How to set-up ADSys¶
ADSys is not currently installed by default on Ubuntu desktop. This must be done manually by the local administrator of the machine.
To do so, log in on first boot, update the repositories and install ADSys. On Ubuntu-based systems this can be accomplished with the following commands:
sudo apt update
sudo apt install adsys
Reboot then to allow the machine to do its policy refresh.
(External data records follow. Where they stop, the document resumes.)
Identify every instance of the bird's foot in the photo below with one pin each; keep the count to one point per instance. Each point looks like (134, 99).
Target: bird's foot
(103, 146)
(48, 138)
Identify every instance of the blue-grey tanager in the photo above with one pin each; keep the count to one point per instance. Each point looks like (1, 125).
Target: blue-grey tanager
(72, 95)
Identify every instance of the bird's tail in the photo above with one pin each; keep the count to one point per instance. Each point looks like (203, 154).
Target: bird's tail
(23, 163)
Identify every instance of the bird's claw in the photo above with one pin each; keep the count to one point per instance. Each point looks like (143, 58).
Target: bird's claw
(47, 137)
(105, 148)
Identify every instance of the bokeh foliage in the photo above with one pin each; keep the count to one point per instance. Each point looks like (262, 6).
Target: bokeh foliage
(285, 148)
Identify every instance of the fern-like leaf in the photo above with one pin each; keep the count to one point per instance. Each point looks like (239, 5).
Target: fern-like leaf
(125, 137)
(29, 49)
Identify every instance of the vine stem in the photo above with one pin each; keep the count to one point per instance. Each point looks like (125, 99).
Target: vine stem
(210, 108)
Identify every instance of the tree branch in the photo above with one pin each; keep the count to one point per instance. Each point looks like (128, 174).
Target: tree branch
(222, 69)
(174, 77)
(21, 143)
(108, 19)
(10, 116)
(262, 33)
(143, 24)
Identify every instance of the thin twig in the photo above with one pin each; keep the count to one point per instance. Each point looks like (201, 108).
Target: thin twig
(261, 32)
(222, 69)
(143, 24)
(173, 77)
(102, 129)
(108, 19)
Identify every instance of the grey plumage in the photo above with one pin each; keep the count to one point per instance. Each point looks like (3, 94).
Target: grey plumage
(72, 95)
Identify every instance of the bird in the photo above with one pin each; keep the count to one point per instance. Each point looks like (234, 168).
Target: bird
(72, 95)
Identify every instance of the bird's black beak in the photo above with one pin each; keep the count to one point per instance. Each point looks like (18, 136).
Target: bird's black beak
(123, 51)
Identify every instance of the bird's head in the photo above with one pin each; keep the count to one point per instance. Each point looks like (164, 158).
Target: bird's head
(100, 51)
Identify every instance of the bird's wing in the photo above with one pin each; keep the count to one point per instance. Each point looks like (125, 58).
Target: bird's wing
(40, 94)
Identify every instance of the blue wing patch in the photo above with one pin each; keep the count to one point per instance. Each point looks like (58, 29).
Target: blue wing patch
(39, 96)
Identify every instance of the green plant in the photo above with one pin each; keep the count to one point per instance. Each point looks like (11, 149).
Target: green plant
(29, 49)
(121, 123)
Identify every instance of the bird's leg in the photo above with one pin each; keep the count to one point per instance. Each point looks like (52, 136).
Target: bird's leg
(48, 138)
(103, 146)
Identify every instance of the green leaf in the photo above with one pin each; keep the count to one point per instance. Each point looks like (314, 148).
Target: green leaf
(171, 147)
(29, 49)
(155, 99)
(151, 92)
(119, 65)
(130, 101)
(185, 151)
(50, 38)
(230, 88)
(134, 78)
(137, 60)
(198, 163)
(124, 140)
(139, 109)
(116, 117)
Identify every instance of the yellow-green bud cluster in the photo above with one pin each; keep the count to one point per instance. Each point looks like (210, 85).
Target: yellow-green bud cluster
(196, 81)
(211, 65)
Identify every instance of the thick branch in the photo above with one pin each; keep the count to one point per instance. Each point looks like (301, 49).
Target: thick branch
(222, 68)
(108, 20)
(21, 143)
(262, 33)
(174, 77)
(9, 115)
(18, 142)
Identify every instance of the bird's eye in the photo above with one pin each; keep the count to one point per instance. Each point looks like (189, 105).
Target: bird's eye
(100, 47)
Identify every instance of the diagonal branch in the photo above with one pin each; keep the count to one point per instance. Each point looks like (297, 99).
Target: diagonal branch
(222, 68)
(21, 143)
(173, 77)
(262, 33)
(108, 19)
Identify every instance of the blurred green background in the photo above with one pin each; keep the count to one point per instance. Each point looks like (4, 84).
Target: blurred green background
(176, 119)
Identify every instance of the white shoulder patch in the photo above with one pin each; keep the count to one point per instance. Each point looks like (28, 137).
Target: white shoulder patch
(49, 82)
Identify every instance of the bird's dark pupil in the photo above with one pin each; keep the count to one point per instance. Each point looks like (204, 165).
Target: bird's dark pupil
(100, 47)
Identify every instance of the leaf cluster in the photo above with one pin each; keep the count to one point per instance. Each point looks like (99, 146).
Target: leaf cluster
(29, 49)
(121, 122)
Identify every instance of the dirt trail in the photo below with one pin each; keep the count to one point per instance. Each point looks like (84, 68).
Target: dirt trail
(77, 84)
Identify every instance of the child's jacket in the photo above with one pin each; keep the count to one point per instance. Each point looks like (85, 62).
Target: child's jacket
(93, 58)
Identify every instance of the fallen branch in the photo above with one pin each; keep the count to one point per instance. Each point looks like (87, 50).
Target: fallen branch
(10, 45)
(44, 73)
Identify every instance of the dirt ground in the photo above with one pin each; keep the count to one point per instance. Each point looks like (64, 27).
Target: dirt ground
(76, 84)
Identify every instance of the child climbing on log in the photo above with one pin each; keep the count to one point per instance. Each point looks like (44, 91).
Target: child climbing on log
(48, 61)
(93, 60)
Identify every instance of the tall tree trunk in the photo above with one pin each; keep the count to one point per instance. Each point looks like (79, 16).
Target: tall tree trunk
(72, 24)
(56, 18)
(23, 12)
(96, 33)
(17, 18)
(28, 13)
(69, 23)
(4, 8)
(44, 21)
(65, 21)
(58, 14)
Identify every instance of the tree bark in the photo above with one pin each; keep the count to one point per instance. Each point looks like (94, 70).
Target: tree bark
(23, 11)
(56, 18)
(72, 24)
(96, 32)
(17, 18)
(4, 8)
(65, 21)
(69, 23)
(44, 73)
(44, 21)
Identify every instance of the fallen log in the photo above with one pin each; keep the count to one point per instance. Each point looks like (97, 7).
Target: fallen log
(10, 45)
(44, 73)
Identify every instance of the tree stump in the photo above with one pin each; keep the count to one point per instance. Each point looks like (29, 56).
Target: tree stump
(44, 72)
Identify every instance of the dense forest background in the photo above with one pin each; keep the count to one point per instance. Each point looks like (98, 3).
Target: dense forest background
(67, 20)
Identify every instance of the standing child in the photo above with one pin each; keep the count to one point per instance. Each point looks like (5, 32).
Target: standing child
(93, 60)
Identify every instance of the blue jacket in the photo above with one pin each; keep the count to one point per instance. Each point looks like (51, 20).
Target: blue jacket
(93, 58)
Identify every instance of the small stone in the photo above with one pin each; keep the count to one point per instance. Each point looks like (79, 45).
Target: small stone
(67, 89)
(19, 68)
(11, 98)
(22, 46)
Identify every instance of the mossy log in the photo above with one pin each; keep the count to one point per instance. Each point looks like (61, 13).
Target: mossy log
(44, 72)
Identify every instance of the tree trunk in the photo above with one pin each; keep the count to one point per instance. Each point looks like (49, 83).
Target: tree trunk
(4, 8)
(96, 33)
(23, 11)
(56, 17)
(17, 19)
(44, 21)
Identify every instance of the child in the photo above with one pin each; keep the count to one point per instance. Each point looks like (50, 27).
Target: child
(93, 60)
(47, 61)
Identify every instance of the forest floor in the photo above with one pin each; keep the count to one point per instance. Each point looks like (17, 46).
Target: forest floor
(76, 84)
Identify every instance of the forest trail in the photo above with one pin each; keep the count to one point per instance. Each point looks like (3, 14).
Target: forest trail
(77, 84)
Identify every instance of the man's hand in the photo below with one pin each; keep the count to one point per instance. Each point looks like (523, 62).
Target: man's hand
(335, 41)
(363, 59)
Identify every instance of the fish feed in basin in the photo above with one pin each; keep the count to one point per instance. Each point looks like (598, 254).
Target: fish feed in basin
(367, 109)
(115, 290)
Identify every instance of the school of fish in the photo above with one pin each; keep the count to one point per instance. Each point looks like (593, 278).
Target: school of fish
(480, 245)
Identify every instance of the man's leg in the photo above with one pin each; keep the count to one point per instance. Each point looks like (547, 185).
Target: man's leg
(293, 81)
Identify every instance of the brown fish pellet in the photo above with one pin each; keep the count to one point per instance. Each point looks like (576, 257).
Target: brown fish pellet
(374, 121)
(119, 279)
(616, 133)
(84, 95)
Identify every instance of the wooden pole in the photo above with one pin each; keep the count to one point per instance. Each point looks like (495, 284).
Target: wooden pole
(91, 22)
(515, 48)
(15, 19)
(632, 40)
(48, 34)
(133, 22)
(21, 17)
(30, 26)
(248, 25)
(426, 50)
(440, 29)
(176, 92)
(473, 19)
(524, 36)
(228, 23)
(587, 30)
Logging in as a user of the domain¶
To log in as a user of the domain, press the link “Not listed?” in the greeter. Then enter the username followed by the password.
SSSD¶
By default, there is no default domain configured in SSSD. You have to enter the full user name with one of the forms: USER@DOMAIN.COM
, USER@DOMAIN
or DOMAIN/USER
.
On the first log in the user’s home directory is created.
All of this (default domain, default path for home directories, default shell, etc.) is configurable in /etc/sssd/sssd.conf
.
Winbind¶
If Winbind is used as a backend, the account can be specified in one of the following forms: USER@DOMAIN.COM
, USER@DOMAIN
or DOMAIN\\USER
.
For the home directory to be created automatically on login, the pam_mkhomedir
module can be enabled:
sudo pam-auth-update --enable mkhomedir
Options such as the home directory path template, shell and others can be tweaked in /etc/samba/smb.conf
and are documented in the smb.conf(5)
man page.
Kerberos¶
ADSys relies on the configured AD backend (e.g. SSSD) to export the KRB5CCNAME
environment variable pointing to a valid Kerberos ticket cache when a domain user performs authentication.
If for any reason the backend doesn’t export the variable but does initialise a ticket cache in the default path, ADSys can be configured to infer the path to the ticket cache (via the libkrb5 API) and export it as the KRB5CCNAME
variable during both authentication and runs of adsysctl update
for the current domain user.
To opt into this functionality, the following must be added to /etc/adsys.yaml
:
detect_cached_ticket: true
With this setting active, ADSys attempts to determine and export the path to the ticket cache. To avoid unexpected behaviours like rejecting authentication for non-domain users, no action is taken if the path returned by the libkrb5 API does not exist on disk.